Dark Visions Of Primal Myth
ARTIST: MAGDALENA ABAKANOWICZ
WHERE: MARLBOROUGH GALLERIES, MANHATTAN; P.S. 1, LONG ISLAND CITY
WHAT: SCULPTURES
THE BOTTOM LINE: In bronze, burlap and tree trunks, a powerful Polish artist forges the drama of human loss and survival.
In American culture, Philip Roth remarked before the fall of communism, everything goes and nothing matters, whereas in Central Europe nothing goes and everything matters. One remembers this when looking at the work of the Polish sculptor Magdalena Abakanowicz, who lives and works in Warsaw but whose American reputation has been growing steadily since the early '80s. Her two current New York shows -- one at the Marlborough Galleries through June 5, the other, curated by the art critic Michael Brenson, at P.S. 1 in Long Island City through June 20 -- ought to be seen by anyone who cares about today's sculpture.

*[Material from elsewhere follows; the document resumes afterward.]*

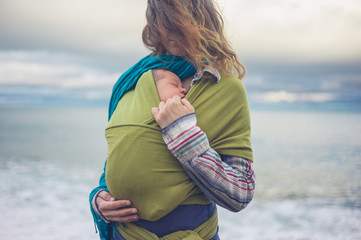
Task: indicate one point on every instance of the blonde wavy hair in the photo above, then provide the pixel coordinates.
(197, 27)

Abakanowicz, 63, has a huge talent. Her work draws on deep wells of feeling, myth and metaphor. Its images strike to the heart, not in any sentimental way, but equally without any of the clever-clever flittering of Postmodernism. Some of her sculpture has a strong political undercurrent, not in the feeble, travestied sense of much current "political art," but in a deeper level of articulation: "My whole life," she once remarked, "has been formed and deformed by wars and revolutions of various kinds, mass hatred and mass worship." To have lived in Poland through the successive waves of its disastrous history since 1939 -- right up to the post-Soviet present when, she wrote in 1990, "hand-to-hand-fighting has begun, each against each, zealously trying to drag everything toward a private nest" -- such a background cannot help giving a special character to a sculptor's use of the "heroic" figure, to her ideas on the body's status as a container of esthetic feeling, to her sense of the monumental. How can you imagine a monument in a culture that has been ideologically corrupt for half a century?
Abakanowicz's work meets this problem head on. It moves between nature and culture, referring to earlier art and yet coming out of intense experiences of the real world of rocks and trees and human bodies. She interrogates and reimagines the language of figurative sculpture with the same degree of intensity that Richard Serra's work brings to the idea of abstract minimalism. Until a full retrospective of her work is done in the U.S., these two shows give a fair idea of it.
There are small sculptures at Marlborough, Abakanowicz's hallmark figures, molded from resin-stiffened burlap. Headless and repetitious, they look "expressionist" but aren't: their true ancestors are ancient kouroi and Egyptian scribes planted on their plinths. It is amazing to see how much inward dignity Abakanowicz can give to a human figure made of cloth, and how many subtle variations she can infuse into a whole row of them. They are funereal: the wrinkled burlap reminds you of mummified skin. When Abakanowicz lines up 10, 20 or 30 more or less identical figures, as in Infantes, 1992, you think of prison lines and victims of firing squads.